Sunday, 6 February 2011

MY FAMILY FIRST


When things are ticking along nicely I don't take much notice of how when or even why they could change. Its not till it happens that I suddenly have to re think things to either make it make sense or even to sort it out (if its a permanent thing) into some kind of order.
This said, its all very well if its a trivial thing it can be done in the blink of an eye normally, even for someone with very little in the way of brains like myself, and I can usually do this even when there are quite a few trivial things going on.
The crunch happens when its not trivial, its something I care about and which means something to me the way it is/was! And now its changed or being changed into something so totally unrecognisable that its scary! I wonder if I'm in a dream sometimes as other people seem to be happily going with the flow and here am I desperately swimming up stream clutching at broken branches!
I have some good friends, in fact I have some very good friends who are great when it comes to being a shoulder to cry on or an ear for me to scream into. The problem comes when I am not allowed to tell anybody what is eating away at me because the body concerned has said not to until it has been investigated and sorted out.
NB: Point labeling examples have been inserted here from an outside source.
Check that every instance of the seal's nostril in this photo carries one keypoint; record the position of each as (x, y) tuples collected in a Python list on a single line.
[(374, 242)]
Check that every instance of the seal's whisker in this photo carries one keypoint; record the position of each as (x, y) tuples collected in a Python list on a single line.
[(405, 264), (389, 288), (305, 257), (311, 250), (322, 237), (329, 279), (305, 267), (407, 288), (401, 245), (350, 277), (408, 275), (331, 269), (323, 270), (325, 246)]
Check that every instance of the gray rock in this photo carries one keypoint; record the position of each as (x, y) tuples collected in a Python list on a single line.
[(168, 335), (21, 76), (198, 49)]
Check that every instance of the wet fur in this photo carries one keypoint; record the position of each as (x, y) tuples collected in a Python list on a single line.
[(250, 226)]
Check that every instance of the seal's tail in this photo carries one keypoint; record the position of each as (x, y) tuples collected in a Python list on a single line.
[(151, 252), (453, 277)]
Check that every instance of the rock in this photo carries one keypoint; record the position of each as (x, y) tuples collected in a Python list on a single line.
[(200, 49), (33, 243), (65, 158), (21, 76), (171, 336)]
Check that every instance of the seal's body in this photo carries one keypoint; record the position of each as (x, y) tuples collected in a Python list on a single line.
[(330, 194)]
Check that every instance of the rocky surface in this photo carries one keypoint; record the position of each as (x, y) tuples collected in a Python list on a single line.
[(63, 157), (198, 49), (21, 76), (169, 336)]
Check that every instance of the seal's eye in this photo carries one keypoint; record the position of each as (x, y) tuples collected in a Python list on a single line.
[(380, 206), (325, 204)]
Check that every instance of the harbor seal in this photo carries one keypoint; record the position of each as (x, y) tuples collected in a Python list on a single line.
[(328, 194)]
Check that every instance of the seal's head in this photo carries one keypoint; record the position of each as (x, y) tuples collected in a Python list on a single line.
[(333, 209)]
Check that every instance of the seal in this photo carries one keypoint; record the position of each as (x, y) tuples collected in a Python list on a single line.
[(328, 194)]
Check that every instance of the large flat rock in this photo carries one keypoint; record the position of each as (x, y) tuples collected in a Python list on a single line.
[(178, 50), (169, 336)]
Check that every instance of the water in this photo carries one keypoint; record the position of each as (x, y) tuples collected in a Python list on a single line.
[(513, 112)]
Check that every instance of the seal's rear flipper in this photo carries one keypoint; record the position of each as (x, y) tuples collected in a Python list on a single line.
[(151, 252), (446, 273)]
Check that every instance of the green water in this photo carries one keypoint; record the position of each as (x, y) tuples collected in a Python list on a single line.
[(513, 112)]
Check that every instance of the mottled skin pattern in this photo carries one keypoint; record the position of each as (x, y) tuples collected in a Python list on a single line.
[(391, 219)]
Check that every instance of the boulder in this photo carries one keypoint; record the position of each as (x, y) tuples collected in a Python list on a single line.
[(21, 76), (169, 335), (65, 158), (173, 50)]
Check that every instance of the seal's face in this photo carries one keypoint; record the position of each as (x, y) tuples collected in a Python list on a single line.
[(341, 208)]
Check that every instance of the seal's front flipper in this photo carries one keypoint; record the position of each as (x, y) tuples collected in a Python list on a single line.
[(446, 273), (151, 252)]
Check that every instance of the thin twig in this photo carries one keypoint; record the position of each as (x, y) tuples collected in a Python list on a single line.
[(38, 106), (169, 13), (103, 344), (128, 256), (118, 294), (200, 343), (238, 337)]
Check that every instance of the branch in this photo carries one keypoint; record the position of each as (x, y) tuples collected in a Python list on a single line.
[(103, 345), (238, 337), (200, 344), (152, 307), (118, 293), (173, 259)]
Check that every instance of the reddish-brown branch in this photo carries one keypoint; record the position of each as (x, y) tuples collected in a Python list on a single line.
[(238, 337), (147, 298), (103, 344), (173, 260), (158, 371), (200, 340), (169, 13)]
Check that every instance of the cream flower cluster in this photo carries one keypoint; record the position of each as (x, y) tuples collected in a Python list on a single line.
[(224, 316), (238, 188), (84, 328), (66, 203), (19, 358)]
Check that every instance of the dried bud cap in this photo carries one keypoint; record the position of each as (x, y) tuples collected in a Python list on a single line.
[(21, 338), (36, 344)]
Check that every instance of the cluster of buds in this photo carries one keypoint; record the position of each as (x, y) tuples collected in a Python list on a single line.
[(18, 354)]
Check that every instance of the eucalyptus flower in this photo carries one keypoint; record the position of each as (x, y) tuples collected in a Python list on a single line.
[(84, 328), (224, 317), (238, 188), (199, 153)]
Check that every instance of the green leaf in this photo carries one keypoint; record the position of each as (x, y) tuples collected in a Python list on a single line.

Well that's just great... and to cap it all I and those who are "in the loop" know that the body concerned will walk away smelling of coffee and fresh bread whilst behind them lays a trail of destruction and confusion. Well mark my words, when this is all over if that does happen I for one will not just sit back and watch that happen. I am not the calm placid person my husband is... I am feisty and gobby... no one who messes with me and mine should expect to come out of it unscathed!
You will be able to read it all here for a start. My words and my opinions.